A neomycin resistance (neo) cassette replaces the entire coding region of the RAS-related C3 botulinium substrate 3 (Rac3) gene, abolishing gene function. RAC3 is a GTP-binding protein which plays a role in the regulation of cell growth, cytoskeletal reorganization, and the activation of protein kinases. Homozygotes are viable and fertile with no overt phenotype. Mice lacking Rac3 have increased motor coordination and learning on the rotarod test but reduced behavioral flexibility. When these RAC3 null mice are bred to BCR/ABL Tg mice (Stock No. 017833) the resulting female offspring show a delay in the development of Philadelphia chromosome positive (Ph+) acute lymphoblastic leukemia.

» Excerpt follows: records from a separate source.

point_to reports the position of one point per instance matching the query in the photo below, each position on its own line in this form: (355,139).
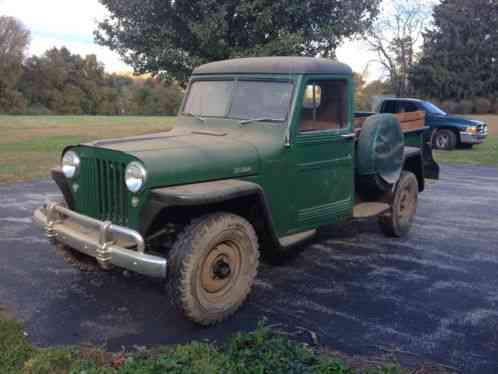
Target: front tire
(212,267)
(444,140)
(398,221)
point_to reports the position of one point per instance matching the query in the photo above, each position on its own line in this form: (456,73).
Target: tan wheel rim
(220,269)
(407,203)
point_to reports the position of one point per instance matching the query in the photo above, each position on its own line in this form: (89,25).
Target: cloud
(57,23)
(362,60)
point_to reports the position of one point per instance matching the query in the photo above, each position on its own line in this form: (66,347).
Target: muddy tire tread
(183,256)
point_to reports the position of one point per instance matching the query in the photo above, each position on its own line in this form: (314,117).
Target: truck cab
(447,131)
(265,151)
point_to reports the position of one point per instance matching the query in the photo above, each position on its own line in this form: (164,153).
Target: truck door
(322,153)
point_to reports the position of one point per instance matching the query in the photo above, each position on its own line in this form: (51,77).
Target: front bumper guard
(99,239)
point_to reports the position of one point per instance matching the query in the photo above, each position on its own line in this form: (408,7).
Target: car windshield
(241,100)
(432,109)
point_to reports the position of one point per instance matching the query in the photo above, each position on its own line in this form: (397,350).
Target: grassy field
(257,352)
(31,145)
(482,154)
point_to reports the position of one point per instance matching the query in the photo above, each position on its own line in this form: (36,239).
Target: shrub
(482,105)
(494,109)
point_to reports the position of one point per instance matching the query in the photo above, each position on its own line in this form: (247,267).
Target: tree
(60,82)
(395,37)
(14,40)
(460,52)
(173,36)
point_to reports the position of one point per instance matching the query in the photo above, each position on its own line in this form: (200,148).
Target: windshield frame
(236,79)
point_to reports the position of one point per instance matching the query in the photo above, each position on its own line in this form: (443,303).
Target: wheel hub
(220,268)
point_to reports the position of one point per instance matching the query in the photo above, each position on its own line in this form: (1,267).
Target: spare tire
(380,149)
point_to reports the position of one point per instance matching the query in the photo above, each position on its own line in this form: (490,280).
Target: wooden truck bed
(408,121)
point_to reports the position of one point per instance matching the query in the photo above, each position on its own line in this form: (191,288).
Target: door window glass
(407,106)
(324,106)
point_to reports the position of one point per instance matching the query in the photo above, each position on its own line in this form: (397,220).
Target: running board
(290,240)
(367,210)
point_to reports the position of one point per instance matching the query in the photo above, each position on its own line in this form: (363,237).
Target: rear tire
(444,140)
(212,267)
(398,221)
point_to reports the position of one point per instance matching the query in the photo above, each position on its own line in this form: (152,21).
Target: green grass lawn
(257,352)
(482,154)
(31,145)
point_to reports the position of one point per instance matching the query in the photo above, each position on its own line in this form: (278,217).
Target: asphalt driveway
(432,296)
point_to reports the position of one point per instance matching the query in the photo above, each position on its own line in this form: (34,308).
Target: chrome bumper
(474,138)
(108,243)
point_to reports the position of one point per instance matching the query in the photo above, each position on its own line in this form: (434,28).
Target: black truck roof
(275,65)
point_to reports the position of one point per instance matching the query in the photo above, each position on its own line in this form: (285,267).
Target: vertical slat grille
(103,192)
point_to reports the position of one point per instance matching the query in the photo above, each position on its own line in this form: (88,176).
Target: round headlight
(70,164)
(135,175)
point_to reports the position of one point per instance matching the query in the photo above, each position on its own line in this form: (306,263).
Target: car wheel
(398,220)
(212,267)
(445,140)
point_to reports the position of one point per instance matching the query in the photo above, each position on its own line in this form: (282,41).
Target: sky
(70,23)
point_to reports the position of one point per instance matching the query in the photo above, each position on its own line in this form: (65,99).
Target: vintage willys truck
(264,152)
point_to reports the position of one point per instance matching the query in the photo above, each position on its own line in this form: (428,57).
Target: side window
(389,106)
(324,106)
(407,106)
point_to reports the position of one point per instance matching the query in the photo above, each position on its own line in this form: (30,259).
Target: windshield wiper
(196,116)
(264,119)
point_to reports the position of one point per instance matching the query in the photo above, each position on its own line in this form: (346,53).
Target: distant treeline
(60,82)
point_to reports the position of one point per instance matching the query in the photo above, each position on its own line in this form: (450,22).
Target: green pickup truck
(264,152)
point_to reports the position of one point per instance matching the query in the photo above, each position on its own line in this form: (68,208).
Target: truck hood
(188,156)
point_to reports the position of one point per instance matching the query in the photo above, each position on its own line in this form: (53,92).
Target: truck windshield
(241,100)
(432,109)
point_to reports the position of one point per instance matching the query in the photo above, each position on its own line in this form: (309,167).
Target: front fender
(208,196)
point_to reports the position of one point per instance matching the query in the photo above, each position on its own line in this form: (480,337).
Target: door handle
(348,136)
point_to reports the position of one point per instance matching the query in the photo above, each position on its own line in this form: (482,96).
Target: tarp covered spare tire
(380,151)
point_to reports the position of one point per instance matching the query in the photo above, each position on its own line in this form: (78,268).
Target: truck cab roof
(275,65)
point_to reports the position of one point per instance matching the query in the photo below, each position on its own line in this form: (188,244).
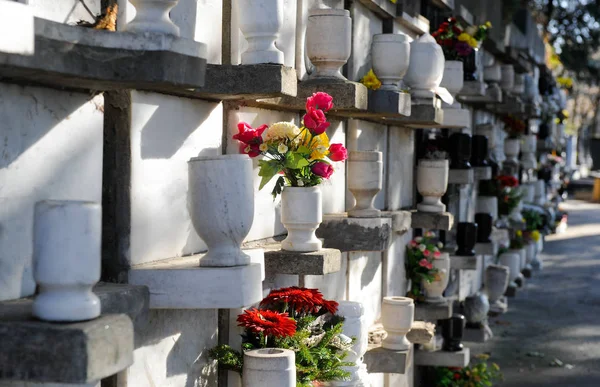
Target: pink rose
(319,100)
(337,152)
(322,169)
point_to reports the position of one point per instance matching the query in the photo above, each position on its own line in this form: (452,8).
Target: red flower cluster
(268,322)
(316,107)
(300,300)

A targeting vector was designed to replace the entire coding region of the RAS-related C3 botulinium substrate 3 (Rac3) gene with a neomycin resistance (neo) cassette. The construct was electroporated into (129X1/SvJ x 129S1/Sv)F1-Kitl+-derived R1 embryonic stem (ES) cells. Correctly targeted ES cells were injected into blastocysts and the resulting chimeric males were bred to C57BL/6 females. These mice were backcrossed 12 generations to C57BL/6J background. Upon arrival at The Jackson Laboratory, mice were bred to C57BL/6J (Stock No. 000664) for at least one generation to establish the colony.

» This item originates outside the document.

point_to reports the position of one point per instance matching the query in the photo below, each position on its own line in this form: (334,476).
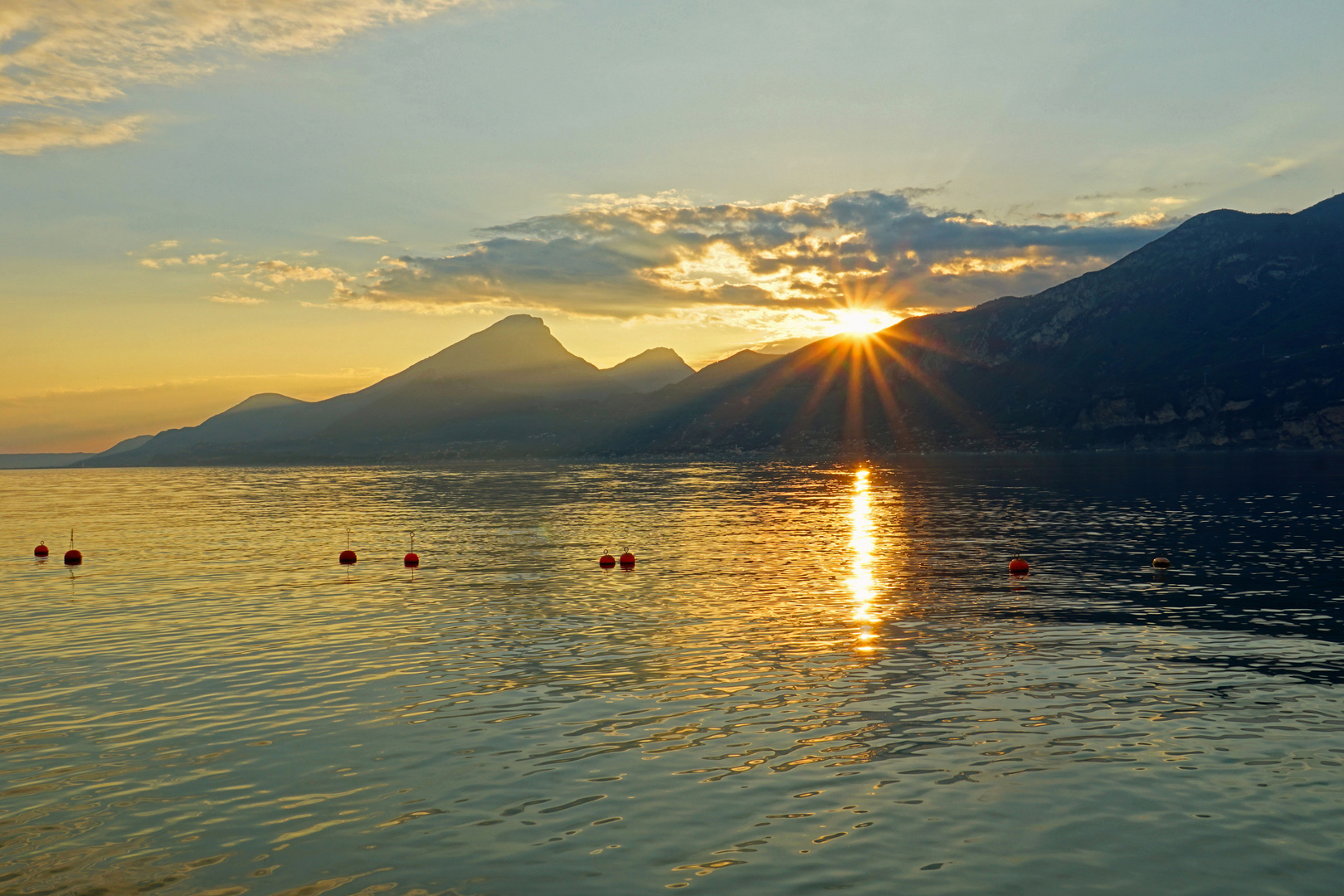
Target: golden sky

|Allele Name||targeted mutation 1, Nora C Hesterkamp|
|Allele Type||Targeted (Null/Knockout)|
|Gene Symbol and Name||Rac3, Rac family small GTPase 3|
|Strain of Origin||(129X1/SvJ x 129S1/Sv)F1-Kitl+|
|Molecular Note||The entire coding region was replaced with a PGK-NEO cassette. QRT-PCR confirmed the absence of gene products.|
|Mutations Made By|| |
Nora Heisterkamp, Childrens Hospital Los Angeles
When maintaining a live colony, homozygous mice may be bred together.
When using the B6.129-Rac3tm1Hkp/J mouse strain in a publication, please cite the originating article(s) and include JAX stock #017832 in your Materials and Methods section.